Additional characters are few, with focus mainly on the family and prince. It’s well done, as these main characters are neatly drawn.

Viviana Gutiérrez plays a serene Cinderella with just the right expression of retiring intelligence.

Luciana Cárdenas and Maria Casafranca are marvellously petulant sisters, squabbling with a pantomime passion only to be outdone by Livier Ramírez as their jealous mother.

Our first external character is a glitter-haired dancing master, who waves his violin bow and leaps around with rather heavier steps than one might hope for his pupils.
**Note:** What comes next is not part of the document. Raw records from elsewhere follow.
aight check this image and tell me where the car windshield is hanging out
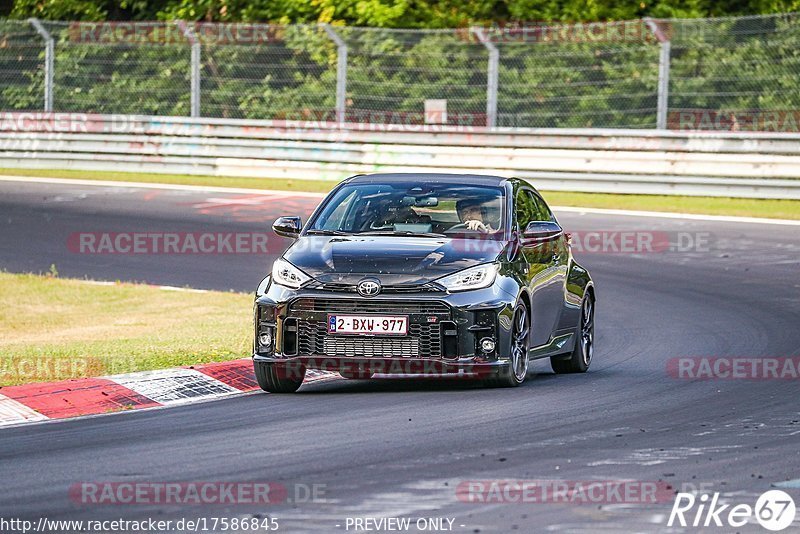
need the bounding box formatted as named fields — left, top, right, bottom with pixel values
left=307, top=182, right=506, bottom=238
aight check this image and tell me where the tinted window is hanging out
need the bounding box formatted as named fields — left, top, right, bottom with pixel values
left=515, top=190, right=535, bottom=229
left=318, top=189, right=357, bottom=230
left=309, top=182, right=506, bottom=237
left=530, top=192, right=555, bottom=223
left=516, top=189, right=554, bottom=230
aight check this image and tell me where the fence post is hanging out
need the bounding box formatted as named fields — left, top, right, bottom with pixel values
left=177, top=21, right=201, bottom=118
left=28, top=18, right=54, bottom=112
left=471, top=27, right=498, bottom=129
left=645, top=18, right=671, bottom=130
left=323, top=25, right=348, bottom=126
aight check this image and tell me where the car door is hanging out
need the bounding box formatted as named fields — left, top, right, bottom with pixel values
left=515, top=188, right=567, bottom=348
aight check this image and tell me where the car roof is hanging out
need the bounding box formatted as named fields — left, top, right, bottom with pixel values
left=345, top=173, right=510, bottom=186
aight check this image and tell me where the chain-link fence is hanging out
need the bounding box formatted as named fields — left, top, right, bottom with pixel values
left=0, top=19, right=46, bottom=112
left=668, top=14, right=800, bottom=131
left=1, top=13, right=799, bottom=130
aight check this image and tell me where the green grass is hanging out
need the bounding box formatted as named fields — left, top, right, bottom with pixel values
left=2, top=167, right=799, bottom=220
left=539, top=191, right=800, bottom=221
left=0, top=272, right=252, bottom=386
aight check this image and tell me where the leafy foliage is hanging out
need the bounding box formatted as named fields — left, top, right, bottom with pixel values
left=6, top=0, right=800, bottom=26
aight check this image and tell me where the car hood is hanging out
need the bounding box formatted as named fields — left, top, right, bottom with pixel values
left=283, top=235, right=507, bottom=285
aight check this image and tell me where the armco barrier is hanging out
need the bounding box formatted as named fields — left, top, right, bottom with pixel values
left=1, top=113, right=800, bottom=199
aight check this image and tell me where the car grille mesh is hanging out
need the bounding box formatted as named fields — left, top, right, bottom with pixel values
left=289, top=299, right=448, bottom=358
left=307, top=282, right=443, bottom=294
left=297, top=321, right=442, bottom=358
left=290, top=298, right=449, bottom=315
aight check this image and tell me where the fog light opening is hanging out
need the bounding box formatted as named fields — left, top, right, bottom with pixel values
left=480, top=338, right=496, bottom=353
left=259, top=331, right=273, bottom=348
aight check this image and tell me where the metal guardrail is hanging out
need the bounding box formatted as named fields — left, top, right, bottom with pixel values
left=1, top=114, right=799, bottom=199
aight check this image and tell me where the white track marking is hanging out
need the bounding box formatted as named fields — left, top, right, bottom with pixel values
left=0, top=175, right=327, bottom=198
left=554, top=205, right=800, bottom=226
left=0, top=394, right=48, bottom=426
left=2, top=174, right=799, bottom=225
left=156, top=285, right=209, bottom=293
left=587, top=445, right=742, bottom=467
left=78, top=279, right=211, bottom=293
left=773, top=479, right=800, bottom=489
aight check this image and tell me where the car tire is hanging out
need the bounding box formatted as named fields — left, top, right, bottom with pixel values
left=254, top=361, right=306, bottom=393
left=485, top=302, right=529, bottom=388
left=551, top=293, right=594, bottom=374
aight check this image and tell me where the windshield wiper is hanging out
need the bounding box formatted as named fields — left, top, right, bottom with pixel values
left=305, top=229, right=353, bottom=236
left=357, top=230, right=446, bottom=238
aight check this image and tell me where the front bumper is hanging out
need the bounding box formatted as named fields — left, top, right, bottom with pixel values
left=253, top=279, right=517, bottom=373
left=253, top=356, right=512, bottom=379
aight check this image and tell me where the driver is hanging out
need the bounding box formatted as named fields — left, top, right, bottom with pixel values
left=456, top=197, right=497, bottom=233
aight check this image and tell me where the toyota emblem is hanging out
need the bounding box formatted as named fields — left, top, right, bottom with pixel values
left=357, top=279, right=381, bottom=297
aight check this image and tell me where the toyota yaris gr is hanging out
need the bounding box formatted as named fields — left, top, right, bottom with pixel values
left=253, top=173, right=595, bottom=392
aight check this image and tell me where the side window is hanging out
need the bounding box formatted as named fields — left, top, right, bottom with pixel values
left=516, top=189, right=554, bottom=230
left=320, top=189, right=357, bottom=230
left=515, top=189, right=535, bottom=230
left=529, top=193, right=555, bottom=223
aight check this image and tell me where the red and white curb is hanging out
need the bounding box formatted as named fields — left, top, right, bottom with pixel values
left=0, top=359, right=337, bottom=428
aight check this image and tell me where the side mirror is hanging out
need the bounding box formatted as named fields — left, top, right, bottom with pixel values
left=272, top=216, right=302, bottom=238
left=522, top=221, right=563, bottom=243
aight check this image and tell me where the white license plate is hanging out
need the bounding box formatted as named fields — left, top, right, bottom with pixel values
left=328, top=315, right=408, bottom=335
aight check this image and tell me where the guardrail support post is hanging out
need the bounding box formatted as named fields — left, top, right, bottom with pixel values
left=471, top=27, right=499, bottom=129
left=28, top=18, right=54, bottom=112
left=645, top=18, right=671, bottom=130
left=177, top=21, right=201, bottom=118
left=190, top=42, right=201, bottom=118
left=323, top=25, right=348, bottom=127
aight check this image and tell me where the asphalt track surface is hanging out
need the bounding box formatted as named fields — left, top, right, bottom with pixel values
left=0, top=179, right=799, bottom=533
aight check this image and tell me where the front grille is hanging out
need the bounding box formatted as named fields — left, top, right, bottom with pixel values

Cue an opportunity to show the awkwardness of the sisters compared to Cinderella’s light grace, although there are moments when the sisters’ vim overshadows the enslaved girl.

Sets are simple, with three main backdrops and a few large props onstage. This needn’t have been an obstacle, but is made so when a few key dramatic moments are lost for want of a change of lighting or perspective.
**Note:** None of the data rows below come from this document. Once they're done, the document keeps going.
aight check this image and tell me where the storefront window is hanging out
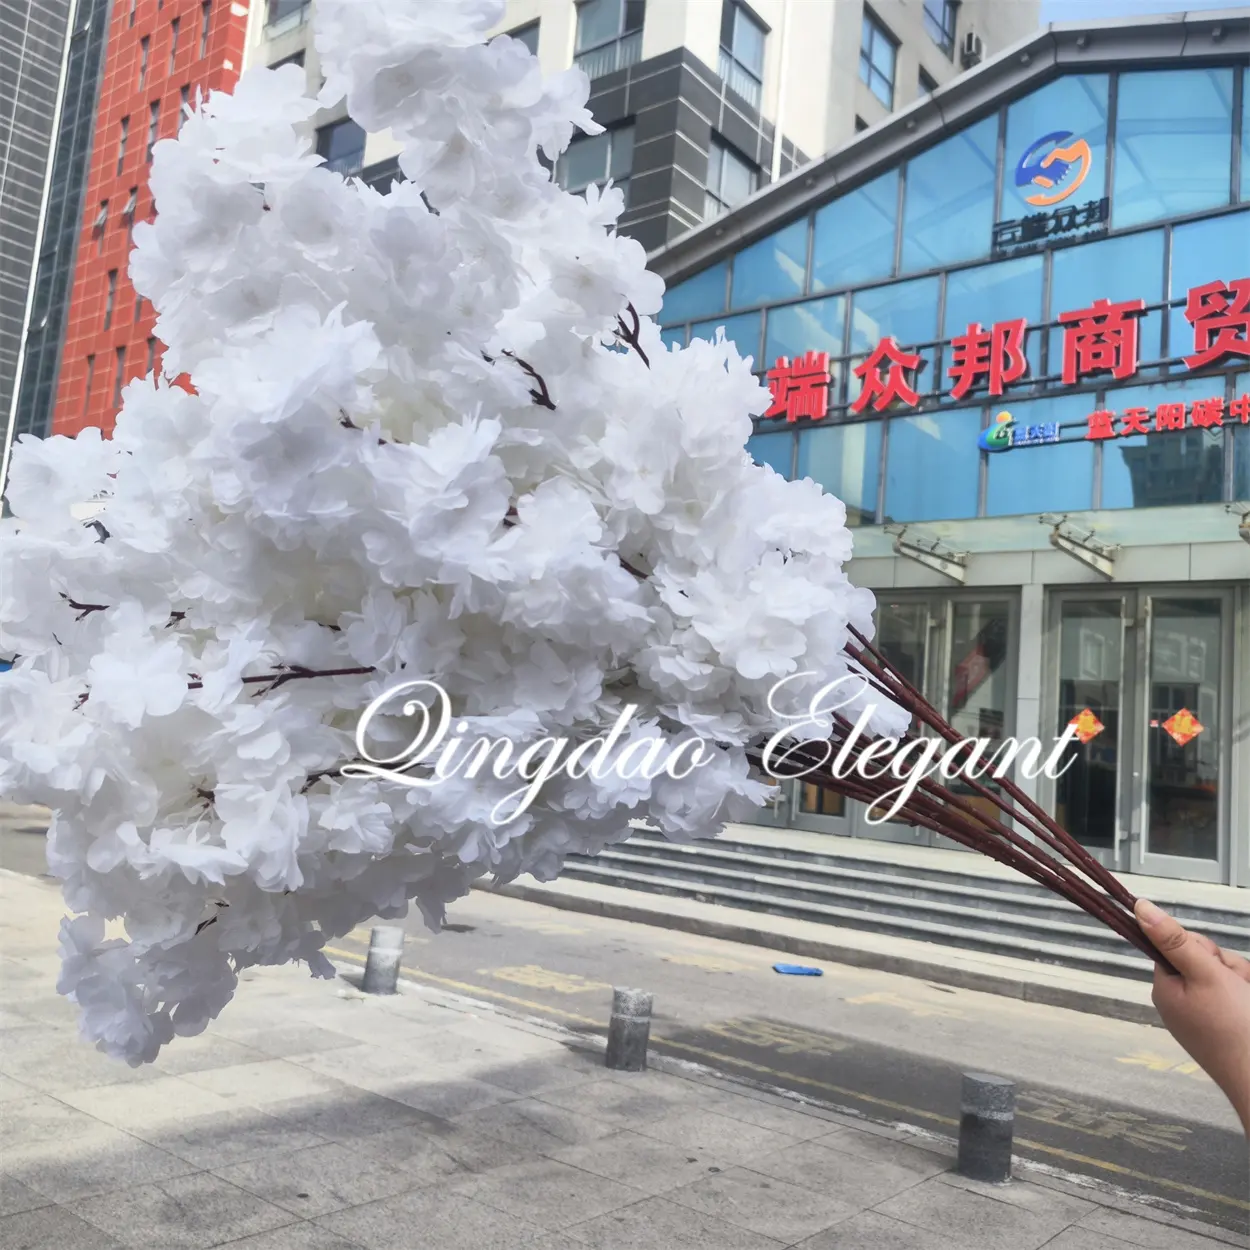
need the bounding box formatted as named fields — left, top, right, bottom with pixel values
left=660, top=262, right=727, bottom=325
left=1242, top=69, right=1250, bottom=203
left=747, top=430, right=795, bottom=477
left=883, top=407, right=981, bottom=522
left=1167, top=209, right=1250, bottom=364
left=1113, top=68, right=1235, bottom=230
left=795, top=421, right=882, bottom=526
left=689, top=311, right=762, bottom=366
left=942, top=254, right=1045, bottom=395
left=1100, top=377, right=1226, bottom=509
left=901, top=116, right=997, bottom=272
left=1233, top=370, right=1250, bottom=501
left=764, top=295, right=846, bottom=401
left=998, top=74, right=1109, bottom=225
left=947, top=601, right=1011, bottom=743
left=811, top=168, right=899, bottom=291
left=1049, top=230, right=1164, bottom=377
left=984, top=395, right=1095, bottom=516
left=849, top=276, right=939, bottom=406
left=730, top=220, right=807, bottom=310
The beggar woman (who will later prove the Fairy Godmother) seems to make her way around the whole house before anyone takes fright. And Cinderella’s arrival at the ball, despite her orange carriage, is signalled by no change of lighting or atmosphere, or reason to suppose she is anything more than another punter in a pumpkin.

Things get up speed in the search for the wearer of the sparkling slipper. Prince and four stooges career between countries, effectively described by a rapid series of painted backdrops, meeting among others a racy Bavarian bartender and some charmingly wiggly nuns.


The corps de ballet, which includes students of the Lucy Telge School, dance a light transition scene as the fairies of different seasons, presided over by Solange Villacorta as an elegant Fairy Godmother.

At the height of the ball, there’s a lovely moment as midnight strikes and the bewigged attendees are parted by a swarm of little figures in black, each bearing a number of the clock and marching resolutely to mark the end of the adventure.

The Petipa version of Cinderella in 1893 marked the first arrival of the 32 fouettées en tournant on stage that would later appear as a trademark of Swan Lake.

There are no such fireworks here, but the choreography is well suited to the company. Created by Russian choreographer Boris Miagkov, it blends regular steps and turns with a smattering of lifts, classical rather than dramatic. It is Miagkov’s fourth creation for Ballet Municipal de Lima.

Telge recently told Peruvian daily El Comercio that they had seen an American Ballet Theatre Cinderella with an alcoholic stepmother and loved it, but the Lima public were for now too conservative for such innovation.

Tonight’s stepsisters suggest BML is more than ready to take on wackier character roles, but until they do we look forward to another neat retelling of a classic.